Gig workers struggle with mortgage access – study

Majority say their employment status has negatively affected home loan prospects

Gig workers struggle with mortgage access – study

More than a third of gig economy workers are hoping to get on the property ladder, but many face barriers due to their employment status, new research from The Mortgage Lender (TML) has found.

According to the findings, 37% of those earning income through short-term or freelance work plan to buy their first home. However, 70% believe their job type has made it harder for them to secure a mortgage.

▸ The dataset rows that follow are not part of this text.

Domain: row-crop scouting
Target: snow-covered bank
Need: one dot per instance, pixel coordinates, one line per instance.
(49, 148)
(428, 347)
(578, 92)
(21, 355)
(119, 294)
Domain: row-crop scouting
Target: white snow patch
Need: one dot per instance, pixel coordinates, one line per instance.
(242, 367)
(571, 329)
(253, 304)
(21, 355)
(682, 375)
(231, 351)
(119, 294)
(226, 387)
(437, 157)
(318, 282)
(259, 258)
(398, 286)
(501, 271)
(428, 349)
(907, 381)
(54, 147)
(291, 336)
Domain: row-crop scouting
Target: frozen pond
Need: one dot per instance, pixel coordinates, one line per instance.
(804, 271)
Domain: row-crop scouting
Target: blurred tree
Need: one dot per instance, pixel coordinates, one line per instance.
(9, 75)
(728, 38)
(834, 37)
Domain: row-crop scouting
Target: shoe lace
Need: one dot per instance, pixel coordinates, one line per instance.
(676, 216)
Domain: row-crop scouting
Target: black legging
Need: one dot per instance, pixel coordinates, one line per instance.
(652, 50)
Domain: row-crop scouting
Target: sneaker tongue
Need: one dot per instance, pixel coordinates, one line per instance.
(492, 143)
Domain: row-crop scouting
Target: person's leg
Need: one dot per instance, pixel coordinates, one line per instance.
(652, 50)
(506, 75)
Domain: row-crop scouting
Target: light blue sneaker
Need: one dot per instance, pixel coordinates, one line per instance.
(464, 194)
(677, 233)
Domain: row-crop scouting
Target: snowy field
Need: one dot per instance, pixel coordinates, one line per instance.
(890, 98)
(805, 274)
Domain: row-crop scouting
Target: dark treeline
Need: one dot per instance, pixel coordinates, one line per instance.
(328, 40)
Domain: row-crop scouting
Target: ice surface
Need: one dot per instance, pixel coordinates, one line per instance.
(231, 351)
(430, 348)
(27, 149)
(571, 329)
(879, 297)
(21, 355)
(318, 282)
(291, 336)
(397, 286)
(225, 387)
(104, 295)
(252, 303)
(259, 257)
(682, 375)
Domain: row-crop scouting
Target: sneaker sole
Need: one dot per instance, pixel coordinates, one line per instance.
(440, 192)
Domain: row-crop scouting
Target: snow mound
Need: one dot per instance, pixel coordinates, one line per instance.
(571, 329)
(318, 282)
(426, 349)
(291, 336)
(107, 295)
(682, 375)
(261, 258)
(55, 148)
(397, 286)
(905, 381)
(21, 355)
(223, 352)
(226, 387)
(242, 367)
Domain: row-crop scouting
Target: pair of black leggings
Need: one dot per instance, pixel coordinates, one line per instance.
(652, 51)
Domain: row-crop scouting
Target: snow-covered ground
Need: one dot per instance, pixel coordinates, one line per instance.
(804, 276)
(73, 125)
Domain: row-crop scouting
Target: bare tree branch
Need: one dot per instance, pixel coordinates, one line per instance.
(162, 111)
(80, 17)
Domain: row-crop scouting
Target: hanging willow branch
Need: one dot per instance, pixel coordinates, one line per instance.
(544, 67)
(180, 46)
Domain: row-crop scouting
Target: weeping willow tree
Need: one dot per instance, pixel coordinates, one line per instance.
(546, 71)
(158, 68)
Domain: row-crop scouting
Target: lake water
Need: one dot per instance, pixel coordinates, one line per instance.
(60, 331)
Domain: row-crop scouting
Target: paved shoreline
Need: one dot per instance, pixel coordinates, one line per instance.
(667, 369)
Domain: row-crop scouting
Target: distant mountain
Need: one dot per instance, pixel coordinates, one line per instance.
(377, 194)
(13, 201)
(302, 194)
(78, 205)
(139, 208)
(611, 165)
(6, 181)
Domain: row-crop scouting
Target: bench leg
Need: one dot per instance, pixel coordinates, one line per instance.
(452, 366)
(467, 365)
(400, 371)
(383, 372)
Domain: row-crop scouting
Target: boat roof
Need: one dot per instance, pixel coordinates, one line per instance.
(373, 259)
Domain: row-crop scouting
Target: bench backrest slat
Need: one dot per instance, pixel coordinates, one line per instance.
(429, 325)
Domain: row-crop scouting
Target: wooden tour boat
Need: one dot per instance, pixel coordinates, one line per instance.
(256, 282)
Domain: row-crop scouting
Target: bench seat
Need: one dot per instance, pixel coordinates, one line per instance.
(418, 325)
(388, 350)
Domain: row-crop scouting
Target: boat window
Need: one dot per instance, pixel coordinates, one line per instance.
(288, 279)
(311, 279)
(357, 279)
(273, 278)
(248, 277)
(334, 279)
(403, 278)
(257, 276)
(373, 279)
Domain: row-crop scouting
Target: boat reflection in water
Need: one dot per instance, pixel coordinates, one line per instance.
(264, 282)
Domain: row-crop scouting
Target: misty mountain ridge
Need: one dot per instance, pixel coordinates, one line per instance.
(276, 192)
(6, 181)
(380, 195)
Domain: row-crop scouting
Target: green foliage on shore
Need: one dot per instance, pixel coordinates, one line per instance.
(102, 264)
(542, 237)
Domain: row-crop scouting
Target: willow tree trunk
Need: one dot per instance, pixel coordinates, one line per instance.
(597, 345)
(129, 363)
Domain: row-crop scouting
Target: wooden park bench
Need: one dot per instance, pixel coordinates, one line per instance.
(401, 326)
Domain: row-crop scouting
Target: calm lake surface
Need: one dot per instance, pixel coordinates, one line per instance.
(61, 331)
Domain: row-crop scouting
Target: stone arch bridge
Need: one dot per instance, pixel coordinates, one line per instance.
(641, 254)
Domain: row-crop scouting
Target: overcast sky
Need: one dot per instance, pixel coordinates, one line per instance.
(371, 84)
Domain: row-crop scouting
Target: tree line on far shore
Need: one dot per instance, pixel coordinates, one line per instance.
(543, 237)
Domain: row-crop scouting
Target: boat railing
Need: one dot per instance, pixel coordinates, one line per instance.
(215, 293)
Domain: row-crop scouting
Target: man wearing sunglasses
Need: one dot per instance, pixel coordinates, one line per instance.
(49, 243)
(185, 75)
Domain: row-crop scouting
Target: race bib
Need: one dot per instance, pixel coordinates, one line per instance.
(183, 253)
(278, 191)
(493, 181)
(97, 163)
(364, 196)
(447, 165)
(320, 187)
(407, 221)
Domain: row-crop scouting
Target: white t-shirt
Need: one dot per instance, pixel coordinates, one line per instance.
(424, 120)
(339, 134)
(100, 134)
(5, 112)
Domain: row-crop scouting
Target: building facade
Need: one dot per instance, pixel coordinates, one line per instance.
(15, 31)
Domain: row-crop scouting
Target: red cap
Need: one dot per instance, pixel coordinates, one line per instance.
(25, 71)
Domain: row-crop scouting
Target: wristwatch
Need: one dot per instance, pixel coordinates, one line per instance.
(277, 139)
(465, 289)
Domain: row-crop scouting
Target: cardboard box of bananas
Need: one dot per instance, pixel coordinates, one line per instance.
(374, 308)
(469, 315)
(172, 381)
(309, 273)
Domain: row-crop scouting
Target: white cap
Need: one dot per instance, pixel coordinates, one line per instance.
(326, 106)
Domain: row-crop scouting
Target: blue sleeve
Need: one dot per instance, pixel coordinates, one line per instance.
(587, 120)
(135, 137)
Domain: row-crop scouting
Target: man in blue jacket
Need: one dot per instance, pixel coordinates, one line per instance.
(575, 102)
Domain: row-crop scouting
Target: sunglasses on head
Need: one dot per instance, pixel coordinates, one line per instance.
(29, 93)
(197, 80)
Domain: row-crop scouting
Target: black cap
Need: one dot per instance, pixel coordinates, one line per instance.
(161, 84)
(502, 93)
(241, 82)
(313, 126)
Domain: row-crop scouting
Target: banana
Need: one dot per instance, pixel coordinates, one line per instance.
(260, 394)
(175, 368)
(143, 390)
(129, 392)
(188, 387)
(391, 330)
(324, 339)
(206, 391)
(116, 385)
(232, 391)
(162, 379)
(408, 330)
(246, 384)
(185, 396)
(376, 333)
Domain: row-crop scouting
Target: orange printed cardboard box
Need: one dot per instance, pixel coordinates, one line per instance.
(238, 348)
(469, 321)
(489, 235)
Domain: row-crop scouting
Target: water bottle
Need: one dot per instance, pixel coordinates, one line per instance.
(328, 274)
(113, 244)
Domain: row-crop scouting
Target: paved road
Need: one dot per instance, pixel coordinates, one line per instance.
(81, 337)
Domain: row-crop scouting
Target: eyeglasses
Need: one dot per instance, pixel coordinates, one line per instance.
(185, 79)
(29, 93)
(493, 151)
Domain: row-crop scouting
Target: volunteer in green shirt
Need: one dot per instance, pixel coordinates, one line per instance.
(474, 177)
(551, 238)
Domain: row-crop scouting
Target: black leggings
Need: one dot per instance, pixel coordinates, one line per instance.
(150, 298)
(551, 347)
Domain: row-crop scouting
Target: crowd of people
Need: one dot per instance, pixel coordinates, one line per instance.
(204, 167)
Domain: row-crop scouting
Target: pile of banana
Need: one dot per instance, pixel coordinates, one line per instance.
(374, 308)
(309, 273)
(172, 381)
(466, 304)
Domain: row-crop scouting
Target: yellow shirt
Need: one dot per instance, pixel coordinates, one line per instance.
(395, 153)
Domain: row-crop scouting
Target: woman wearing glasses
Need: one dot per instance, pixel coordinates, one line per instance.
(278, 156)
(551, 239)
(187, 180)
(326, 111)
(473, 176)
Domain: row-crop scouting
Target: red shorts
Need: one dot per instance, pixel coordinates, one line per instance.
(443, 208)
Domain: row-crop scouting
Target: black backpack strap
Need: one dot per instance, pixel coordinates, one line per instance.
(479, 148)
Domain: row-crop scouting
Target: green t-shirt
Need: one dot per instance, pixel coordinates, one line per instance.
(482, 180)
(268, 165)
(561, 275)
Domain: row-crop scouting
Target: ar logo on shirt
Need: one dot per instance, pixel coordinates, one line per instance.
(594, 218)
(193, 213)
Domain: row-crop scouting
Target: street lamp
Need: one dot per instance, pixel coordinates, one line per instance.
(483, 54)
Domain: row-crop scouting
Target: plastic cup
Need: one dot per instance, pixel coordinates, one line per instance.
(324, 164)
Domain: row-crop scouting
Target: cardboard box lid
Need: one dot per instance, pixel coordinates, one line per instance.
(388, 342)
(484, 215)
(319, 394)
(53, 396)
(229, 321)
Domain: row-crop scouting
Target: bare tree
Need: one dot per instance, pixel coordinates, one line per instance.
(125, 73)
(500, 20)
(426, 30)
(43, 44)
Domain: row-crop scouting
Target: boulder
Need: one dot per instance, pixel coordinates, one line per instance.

Among those who have applied for a home loan, 63% reported being turned down at least once. The most common reasons cited include lenders viewing their work as unstable (36%) or having unpredictable earnings (29%). Poor credit scores were an issue for 38%, while 33% admitted to missing a payment in the past.

Of those who said their employment situation had affected their plans to buy, 21% are now considering abandoning their homeownership goals. Fifteen percent said they would need to rent longer than expected, while the same proportion of respondents worried they might never qualify for a mortgage.

To make buying a home possible, many gig economy workers have had to make trade-offs. About 31% said they reduced spending on social activities, 30% are renting in areas they would have preferred to buy in, and 27% have moved to locations they did not want to live in. One in four delayed starting a family, while others pushed back property or personal plans.

Despite these setbacks, most gig economy workers remain hopeful. The research shows that 86% feel positive about their future, with nearly half (46%) expecting their income to grow and 44% saying they are making progress toward their goals. Over a third (37%) have already saved enough for a deposit.

An earlier study by TML highlighted growing calls from non-traditional workers — including freelancers, the self-employed, and gig economy earners — for greater government support to improve housing affordability and access.

“Getting on the property ladder is no small task, and this only becomes trickier for non-PAYE workers, who may have several income streams or fluctuating incomes, and therefore are more likely to face rejection from high street banks,” said Sara Palmer (pictured), sales and distribution director at Shawbrook Retail Mortgages. “It’s encouraging to see this barrier has not dulled the spirits of gig economy workers, who are taking steps to get on the property ladder.

“Speaking to a broker that has experience dealing with specialist cases and good relationships with specialist lenders will ensure that those on complex incomes get the support they need to fulfil their property ambitions.”